I was just finishing up the list of essentials when the doorbell rang. I wiggle up and go to
open it, pretty sure that it will Calvin on the door. I wasn’t
wrong
“Hi” I tell him.
“Hi to you too” he says, giving me a tired smile.
I step aside and he comes in. We move to the living room.
“It’s quiet. Are they asleep?” he asks
“Yes”
I didn’t know what to say. I had so many question, but I was afraid of stepping out of
boundary.
“About today? Gunner was crying because of his mother” I start slowly.
The moment I say those words, his face turns stone cold.
Don’t mention that bitch to me again! She has done nothing, but hurt me and my son over
and over again. What kind of woman abandons her son? I get and understand that she
doesn’t love me and she never will, it hurts, but I learned to accept that. Turning her back
on Gunner is something else. I will never
Unrequited love. Wasn’t it just a bitch? I’ve suffered through it since I first fell for Rowan. I
didn’t want my friend to go through it, but it looks like he has.
“Every time i call and she refuses to come see Gunner kills me. He is amazing, yet his
mother wants nothing to do with him. I tried hiding it from him, but as he got older he
started to understand things. He started to understand that his mother doesn’t want him
and she wants nothing to do with him. Fuck I hate her so much, but I also can’t stop loving
her” he says before continuing. Pain radiating from his eyes.
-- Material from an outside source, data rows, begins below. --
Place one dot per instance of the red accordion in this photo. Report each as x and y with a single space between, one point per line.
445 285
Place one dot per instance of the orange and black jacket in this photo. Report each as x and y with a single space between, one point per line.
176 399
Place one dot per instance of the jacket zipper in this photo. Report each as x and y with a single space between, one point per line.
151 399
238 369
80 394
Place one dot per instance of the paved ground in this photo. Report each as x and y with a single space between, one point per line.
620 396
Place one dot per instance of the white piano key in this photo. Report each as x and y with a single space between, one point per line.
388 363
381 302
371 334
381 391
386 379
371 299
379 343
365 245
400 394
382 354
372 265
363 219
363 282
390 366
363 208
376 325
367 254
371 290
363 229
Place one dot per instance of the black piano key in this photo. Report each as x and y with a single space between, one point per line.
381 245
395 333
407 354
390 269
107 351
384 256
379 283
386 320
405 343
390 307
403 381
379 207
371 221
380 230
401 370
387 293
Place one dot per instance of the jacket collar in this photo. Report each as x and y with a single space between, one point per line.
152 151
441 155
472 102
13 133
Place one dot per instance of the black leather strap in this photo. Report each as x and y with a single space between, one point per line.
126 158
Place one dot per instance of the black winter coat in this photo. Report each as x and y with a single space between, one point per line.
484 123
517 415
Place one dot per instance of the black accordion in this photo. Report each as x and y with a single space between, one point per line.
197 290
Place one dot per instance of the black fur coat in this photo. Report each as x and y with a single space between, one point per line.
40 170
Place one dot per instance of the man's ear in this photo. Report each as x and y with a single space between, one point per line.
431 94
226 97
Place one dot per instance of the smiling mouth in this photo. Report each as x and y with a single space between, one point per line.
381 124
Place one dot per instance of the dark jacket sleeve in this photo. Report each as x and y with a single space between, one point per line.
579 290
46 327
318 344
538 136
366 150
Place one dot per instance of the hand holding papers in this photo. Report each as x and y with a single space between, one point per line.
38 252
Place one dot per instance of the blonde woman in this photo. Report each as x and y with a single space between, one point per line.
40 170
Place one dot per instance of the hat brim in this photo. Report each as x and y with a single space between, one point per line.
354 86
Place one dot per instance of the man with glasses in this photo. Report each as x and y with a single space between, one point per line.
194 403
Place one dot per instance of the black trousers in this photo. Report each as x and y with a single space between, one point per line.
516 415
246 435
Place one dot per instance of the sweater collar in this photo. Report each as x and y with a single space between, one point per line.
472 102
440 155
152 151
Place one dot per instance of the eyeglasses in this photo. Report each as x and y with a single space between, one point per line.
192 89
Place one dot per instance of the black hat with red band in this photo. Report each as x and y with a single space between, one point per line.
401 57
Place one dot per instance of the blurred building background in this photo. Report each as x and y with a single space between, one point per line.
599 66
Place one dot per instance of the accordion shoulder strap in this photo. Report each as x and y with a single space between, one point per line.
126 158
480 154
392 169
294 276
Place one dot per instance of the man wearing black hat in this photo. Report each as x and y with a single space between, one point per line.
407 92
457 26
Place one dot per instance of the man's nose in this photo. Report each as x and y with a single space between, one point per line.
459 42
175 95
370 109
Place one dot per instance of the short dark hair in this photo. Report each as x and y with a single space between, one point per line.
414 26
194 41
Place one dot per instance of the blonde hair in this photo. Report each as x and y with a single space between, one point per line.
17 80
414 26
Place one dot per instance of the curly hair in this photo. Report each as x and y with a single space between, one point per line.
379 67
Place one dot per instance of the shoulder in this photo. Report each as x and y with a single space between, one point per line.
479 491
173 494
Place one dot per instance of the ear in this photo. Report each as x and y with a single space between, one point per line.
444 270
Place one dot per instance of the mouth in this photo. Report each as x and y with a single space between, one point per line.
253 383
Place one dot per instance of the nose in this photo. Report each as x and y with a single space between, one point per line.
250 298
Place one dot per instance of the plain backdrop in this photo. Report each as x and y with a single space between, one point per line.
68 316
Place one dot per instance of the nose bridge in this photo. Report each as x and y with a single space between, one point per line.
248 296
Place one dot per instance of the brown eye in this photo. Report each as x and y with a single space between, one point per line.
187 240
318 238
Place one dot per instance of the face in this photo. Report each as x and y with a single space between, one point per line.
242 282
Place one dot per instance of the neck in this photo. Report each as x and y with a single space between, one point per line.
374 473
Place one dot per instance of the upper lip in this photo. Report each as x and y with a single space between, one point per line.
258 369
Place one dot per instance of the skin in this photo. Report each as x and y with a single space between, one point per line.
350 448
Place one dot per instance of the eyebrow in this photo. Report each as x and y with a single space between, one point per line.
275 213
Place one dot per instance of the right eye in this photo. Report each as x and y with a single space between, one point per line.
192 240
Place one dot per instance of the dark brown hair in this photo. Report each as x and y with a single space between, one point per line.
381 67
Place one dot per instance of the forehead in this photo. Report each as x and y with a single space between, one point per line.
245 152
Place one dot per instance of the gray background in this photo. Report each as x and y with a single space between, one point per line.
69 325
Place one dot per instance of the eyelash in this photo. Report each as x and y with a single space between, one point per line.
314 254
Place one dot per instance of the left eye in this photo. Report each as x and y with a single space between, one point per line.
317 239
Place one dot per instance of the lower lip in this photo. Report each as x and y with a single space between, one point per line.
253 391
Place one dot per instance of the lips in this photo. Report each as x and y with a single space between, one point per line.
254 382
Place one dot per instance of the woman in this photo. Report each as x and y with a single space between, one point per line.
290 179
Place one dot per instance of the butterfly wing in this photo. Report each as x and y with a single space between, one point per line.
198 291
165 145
“I want to give Gunner the world, but the one thing he wants is totally out of my reach. I
regret ever falling in love with her. Regret ever meeting her. But the thing is, regretting her
means regretting Gunner and that
is one thing I can never do”
Follow on Novᴇl-Onlinᴇ.cᴏmWhere have I heard those words from? Yeah from my own l*ps. Didn’t I tell Rowan the
same thing? That
as much as I want to regret him, I can’t because it means regretting Noah.
“I don’t have the right words for you. Hell. Our situations are the same, but different at the
same time. All I can tell you is; be there for Gunner as best as you can. Love him so much
that he doesn’t miss the love of his mother. Show him that he is enough and that it’s his
mother’s loss not his”
Those are the only words I can offer. I wanted to say more, but I didn’t have the words to
comfort him. He nods his head and we stay in silence.
“Thank you, Ava. For being there for me and my son” he says after a while.
“You’re welcome”
After, he leaves carring Gunner’s sleeping form and the food I saved for h
Hours after he leaves. Hours after I go to bed. Gunner’s smile still haunts my mind. His
smile and his mysterious mother invade my every thought.
There was something I was missing. If only I could piece the pieces together then maybe I
could figure
I out why this whole issue bothers me so F***ing much. Maybe I can figure out why my
mind won’t give me piece concerning the matter.